Am 9. September kippten wir das Boot, um die rechte Seite zu bemalen. Das Wetter war miserabel, trotzdem beteiligten sich über 40 junge Menschen. Mit dabei waren die 13- und 14-jährigen Konfirmandinnen und Konfirmanden. In einem lebendigen Prozess mussten sie sich zunächst für einen Entwurf entscheiden, bevor sie ihr gemeinsames Motiv auf die Fläche brachten.
Ebenso beteiligte sich die Integrationsklasse der JPR-Schule sowie junge Teilnehmende der IB-Druckwerkstatt und Mitglieder des IZF. Als der Regen zu stark wurde, trugen wir alle gemeinsam das Boot unter den Bogen der Stadtkirche. Mit großer Begeisterung malten alle bis in die Dunkelheit hinein – Stück für Stück, Farbe für Farbe, Idee für Idee, einer spendet Licht mit seinem Handy.






Die Freude am Mitmachen und die Verbundenheit untereinander waren deutlich spürbar: Eine Schülerin der JPR-Schule brachte es auf den Punkt: Es habe ihr große Freude bereitet mitzuwirken, und sie fühle sich dadurch richtig angekommen – als Teil der Gemeinschaft und zugehörig.
Die entstandenen Motive sind nicht perfekt – und genau darin liegt ihre Stärke. Denn es geht nicht um Vollkommenheit, sondern um Teilhabe. Jede Hand, jeder Pinselstrich, jeder Beitrag war wichtig. So ist ein Werk entstanden, das deutlich macht: Jede und jeder kann etwas bewirken.

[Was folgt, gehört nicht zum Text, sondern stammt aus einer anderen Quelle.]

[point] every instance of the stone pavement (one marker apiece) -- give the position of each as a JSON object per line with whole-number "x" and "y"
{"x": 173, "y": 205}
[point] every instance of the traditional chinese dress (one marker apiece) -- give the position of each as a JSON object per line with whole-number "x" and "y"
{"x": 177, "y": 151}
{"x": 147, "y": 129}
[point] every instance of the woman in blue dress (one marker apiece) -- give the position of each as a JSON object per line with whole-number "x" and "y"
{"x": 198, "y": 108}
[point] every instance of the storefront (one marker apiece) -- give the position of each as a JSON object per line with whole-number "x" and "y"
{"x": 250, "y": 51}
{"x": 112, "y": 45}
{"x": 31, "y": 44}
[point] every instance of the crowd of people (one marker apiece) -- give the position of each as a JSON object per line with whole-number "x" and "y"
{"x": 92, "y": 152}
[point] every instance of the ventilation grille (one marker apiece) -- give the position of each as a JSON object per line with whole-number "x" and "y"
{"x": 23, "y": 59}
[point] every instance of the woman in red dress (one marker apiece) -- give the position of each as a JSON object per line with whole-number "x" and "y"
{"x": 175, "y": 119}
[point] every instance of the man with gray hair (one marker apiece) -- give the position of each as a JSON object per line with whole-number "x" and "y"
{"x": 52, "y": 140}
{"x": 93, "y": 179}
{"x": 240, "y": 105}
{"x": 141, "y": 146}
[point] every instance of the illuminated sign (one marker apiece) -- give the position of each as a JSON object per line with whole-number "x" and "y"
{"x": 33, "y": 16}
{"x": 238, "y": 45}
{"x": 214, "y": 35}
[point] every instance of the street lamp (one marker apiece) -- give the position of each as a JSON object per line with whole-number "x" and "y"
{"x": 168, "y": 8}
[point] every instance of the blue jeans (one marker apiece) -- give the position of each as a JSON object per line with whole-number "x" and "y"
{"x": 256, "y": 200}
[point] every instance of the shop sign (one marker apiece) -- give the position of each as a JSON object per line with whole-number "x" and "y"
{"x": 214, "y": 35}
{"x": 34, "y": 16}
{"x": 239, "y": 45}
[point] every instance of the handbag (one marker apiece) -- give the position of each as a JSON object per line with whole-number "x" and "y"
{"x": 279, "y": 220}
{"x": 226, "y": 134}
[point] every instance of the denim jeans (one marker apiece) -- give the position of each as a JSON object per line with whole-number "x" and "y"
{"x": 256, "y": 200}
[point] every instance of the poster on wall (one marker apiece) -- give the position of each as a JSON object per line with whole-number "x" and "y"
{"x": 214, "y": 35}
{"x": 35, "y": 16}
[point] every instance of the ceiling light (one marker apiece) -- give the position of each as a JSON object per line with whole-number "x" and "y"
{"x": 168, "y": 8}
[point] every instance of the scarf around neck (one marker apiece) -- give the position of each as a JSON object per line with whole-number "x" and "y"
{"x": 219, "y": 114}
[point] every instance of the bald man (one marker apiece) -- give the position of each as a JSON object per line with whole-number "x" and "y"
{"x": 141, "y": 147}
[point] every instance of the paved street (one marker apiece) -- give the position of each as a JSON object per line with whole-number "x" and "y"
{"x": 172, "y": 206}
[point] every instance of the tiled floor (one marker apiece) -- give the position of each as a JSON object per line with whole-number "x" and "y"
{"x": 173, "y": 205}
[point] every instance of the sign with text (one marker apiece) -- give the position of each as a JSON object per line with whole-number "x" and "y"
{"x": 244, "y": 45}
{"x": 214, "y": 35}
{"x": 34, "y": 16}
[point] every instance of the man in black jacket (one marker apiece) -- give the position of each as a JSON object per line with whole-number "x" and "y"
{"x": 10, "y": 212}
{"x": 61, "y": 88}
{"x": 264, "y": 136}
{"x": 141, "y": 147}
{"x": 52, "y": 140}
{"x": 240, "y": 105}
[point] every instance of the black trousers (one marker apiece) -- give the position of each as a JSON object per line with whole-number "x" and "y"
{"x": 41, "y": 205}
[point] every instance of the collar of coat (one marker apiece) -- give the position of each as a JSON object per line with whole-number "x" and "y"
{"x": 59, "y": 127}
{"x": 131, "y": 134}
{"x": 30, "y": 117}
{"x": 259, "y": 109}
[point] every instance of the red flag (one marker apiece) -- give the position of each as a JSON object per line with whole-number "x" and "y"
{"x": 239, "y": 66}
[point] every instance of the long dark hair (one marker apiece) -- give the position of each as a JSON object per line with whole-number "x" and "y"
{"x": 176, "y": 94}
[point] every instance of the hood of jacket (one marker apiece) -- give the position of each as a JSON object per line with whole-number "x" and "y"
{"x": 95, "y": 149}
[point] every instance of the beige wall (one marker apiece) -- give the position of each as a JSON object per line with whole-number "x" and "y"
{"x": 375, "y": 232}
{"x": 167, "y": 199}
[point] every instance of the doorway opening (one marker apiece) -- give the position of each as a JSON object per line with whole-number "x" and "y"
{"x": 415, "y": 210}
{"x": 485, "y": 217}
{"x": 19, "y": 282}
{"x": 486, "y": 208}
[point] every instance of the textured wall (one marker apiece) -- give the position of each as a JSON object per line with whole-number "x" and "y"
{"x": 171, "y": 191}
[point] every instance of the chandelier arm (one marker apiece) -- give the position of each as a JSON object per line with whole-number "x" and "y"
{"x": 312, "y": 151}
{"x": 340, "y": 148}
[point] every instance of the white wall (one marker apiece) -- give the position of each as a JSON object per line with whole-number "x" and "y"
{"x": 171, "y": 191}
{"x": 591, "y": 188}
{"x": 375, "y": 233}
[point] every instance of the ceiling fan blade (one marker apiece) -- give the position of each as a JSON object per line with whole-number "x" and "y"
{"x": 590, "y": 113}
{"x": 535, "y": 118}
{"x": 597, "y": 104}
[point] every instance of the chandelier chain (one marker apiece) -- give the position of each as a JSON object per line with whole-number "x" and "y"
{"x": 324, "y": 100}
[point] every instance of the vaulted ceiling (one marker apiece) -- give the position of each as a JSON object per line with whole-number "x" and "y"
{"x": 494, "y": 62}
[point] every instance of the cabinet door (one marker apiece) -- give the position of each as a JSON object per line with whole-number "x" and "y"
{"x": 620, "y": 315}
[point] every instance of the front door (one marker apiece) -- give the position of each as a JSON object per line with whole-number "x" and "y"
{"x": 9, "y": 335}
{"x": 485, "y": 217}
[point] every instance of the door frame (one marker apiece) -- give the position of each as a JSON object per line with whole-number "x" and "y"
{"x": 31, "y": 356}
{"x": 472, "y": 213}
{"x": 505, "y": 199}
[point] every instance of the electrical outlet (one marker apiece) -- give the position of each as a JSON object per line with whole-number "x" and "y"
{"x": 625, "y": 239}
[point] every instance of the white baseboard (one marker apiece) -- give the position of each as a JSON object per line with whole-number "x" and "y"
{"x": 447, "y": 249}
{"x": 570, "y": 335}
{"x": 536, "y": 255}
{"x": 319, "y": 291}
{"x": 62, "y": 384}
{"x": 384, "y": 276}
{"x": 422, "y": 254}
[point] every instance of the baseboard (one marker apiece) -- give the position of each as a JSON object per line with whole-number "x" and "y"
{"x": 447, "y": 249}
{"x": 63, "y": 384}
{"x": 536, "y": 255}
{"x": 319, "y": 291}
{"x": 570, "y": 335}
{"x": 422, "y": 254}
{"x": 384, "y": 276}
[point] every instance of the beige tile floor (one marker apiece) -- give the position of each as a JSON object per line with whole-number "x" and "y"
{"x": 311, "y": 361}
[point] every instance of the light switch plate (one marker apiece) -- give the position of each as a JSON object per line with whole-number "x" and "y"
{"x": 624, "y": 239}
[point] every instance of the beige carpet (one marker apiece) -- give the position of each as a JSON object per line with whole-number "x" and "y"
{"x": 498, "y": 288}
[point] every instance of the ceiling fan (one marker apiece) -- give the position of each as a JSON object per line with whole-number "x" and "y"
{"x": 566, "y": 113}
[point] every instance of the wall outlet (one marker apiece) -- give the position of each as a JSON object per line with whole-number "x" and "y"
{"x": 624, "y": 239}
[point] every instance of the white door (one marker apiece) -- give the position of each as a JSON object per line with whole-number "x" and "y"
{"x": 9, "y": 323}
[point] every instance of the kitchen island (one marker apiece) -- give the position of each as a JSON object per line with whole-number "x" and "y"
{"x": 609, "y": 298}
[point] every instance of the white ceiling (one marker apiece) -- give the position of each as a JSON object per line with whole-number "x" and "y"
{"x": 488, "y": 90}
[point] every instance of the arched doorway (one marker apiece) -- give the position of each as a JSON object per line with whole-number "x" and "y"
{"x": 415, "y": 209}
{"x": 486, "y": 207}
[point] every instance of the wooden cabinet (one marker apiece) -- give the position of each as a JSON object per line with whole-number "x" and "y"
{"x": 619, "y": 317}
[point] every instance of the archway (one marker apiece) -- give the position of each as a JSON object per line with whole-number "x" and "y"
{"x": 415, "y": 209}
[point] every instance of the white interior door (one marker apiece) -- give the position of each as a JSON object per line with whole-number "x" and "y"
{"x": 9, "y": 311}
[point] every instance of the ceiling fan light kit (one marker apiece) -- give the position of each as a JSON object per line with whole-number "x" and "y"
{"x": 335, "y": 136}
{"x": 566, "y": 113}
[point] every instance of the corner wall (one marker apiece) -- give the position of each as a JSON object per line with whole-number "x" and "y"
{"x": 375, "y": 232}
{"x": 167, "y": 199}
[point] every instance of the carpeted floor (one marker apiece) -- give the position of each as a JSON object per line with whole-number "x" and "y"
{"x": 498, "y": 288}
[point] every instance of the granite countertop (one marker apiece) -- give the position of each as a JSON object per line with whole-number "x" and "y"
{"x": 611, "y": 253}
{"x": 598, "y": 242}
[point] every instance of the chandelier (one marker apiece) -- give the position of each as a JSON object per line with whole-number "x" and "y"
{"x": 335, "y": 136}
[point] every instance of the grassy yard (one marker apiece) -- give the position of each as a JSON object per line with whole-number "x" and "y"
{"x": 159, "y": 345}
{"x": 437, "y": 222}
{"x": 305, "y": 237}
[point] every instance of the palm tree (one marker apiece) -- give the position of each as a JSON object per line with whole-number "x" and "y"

Das Boot bleibt offen für Veränderungen. Es darf wachsen, sich wandeln und weiterentwickeln. Damit zeigt es: Auch unsere Gesellschaft ist nie abgeschlossen, sondern immer in Bewegung. Für Bürgerinnen und Bürger sowie für alle Vorbeigehenden soll dieses Boot mehr sein als ein Kunstwerk. Es ist ein sichtbares Symbol für Hoffnung, Zusammenhalt und die Kraft des Miteinanders.